Isabeau de Rouffignac presented her most recent project ‘Traditions and Culture on borrowed time’. ‘The Akha people,’ she writes on her website, ‘have been in survival mode for ever and are now living on borrowed time.’ These tribes, which call Thailand their home, go back one thousand years but are unfortunately being chased and pushed back by other communities. Their history is ignored and their culture, which has been orally transmitted for more than 65 generations, not well recorded. De Rouffignac has therefore made it her goal to keep trace of these traditions, to convey their values and to encourage their energy and has managed, after having shared their lives during many months and visits to Thailand for the past five years, to gain unique access to these fascinating people.

Summa’ and ‘Jasmund’ are the titles of the projects Arno Schidlowski, a photographer living, studying and working in Hamburg, presented to me today. I have especially been taken by the first project he presented to me: ‘Summa’. This series features dark, and mystic images of animals and landscapes, which successfully deal with the tension between the instinctive behaviour of animals, and the documentary-analytical evaluation of the human as an observer. The project as a whole, presented in the form of an artist book, conveys a wholeness , the sequence and pairing of photographs form an atmospheric entity.

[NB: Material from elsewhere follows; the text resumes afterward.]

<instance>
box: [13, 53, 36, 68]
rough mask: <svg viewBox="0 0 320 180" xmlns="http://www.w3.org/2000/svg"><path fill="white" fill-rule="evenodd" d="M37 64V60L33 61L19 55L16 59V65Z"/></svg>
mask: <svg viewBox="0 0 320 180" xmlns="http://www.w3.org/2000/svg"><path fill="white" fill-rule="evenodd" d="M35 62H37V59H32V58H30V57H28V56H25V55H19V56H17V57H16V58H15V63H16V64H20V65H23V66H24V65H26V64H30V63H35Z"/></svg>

Ji Hyun Kwon is a Korean photographer who currently lives and works in Weimar, Germany. Ji Hyun Kwon has, after having received her bachelor’s degree in Law from the Hongik University in South Korea, decided to pursue a career in photography and completed a Bachelor of Fine Arts degree in Photography at the Chungang University. She then moved to Germany in 2010, where she is currently studying for her Master of Fine Arts degree at the Bauhaus University. Hyun Kwon has also been the winner of the portfolio reviews of the Month of Photography in Bratislava in 2009 and has also been selected as one of the ‘’Photographers of the Year’’ in South Korea in 2012. And this for a good reason! Today, Ji Hyun Kwon presented her captivating work ‘The Guilty’, which engages with the subjects of guilt, social consciousness and responsibility. Through this series, she has tried to reconcile the guilt of being an artist herself, while, as she has put it, the rest of the worlds continues to suffer. And although Ji Hyun Kwon’s ‘The Guilty’ consists only of portraits of individuals, the project as whole offers the viewer a universality that one does not come across very often in photographic projects. Ji Hyun Kwon’s website is well worth a visit!